Dick said:
I need to figure out how to compute pi to base 12, to as many digits as
possible. I found this reference,
but I really don't understand it well enough.
How many stars are in "*************************"?
You probably answered "25". This means that, for convenience, you've
broken down the row of stars into ********** + ********** + *****, that
is, 2 tens with 5 left over, which the base-10 numeral system denotes
as "25".
But there's no reason other than tradition why you should arrange them
into groups of 10. For example, you could write it as ******** +
******** + ******** + *, or 3 eights plus 1. In octal (base-8)

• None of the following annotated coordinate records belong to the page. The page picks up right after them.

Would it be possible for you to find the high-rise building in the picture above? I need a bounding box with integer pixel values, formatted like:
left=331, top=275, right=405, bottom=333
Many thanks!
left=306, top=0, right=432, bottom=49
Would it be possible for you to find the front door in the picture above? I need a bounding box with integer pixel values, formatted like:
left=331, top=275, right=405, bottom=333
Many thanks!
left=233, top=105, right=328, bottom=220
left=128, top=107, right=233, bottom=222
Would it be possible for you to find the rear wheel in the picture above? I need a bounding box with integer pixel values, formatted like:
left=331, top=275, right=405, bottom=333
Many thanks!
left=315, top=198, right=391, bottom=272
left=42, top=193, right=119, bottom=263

notation, this is written as "31"; the "tens" place in octal represents
eights.
In general, in the base-r numeral system, the nth digit to the left of
the ones digit represents r^n. For example, in the binary number
11001, the place values for each digit are, right to left, 1, 2, 4, 8,
and 16, so the number as a whole represents
1×16+1×8+0×4+0×2+1×1=16+8+1=25. This analogous to 25=2×10+5 in
base-10.
It's also possible to write it as 3×8+0×4+0×2+1×1 = 3001 base 2,
but by convention, base-r only uses the digits in range(r). This
ensures a unique represenation for each number. This makes "11001" the
unique binary representation for decimal 25.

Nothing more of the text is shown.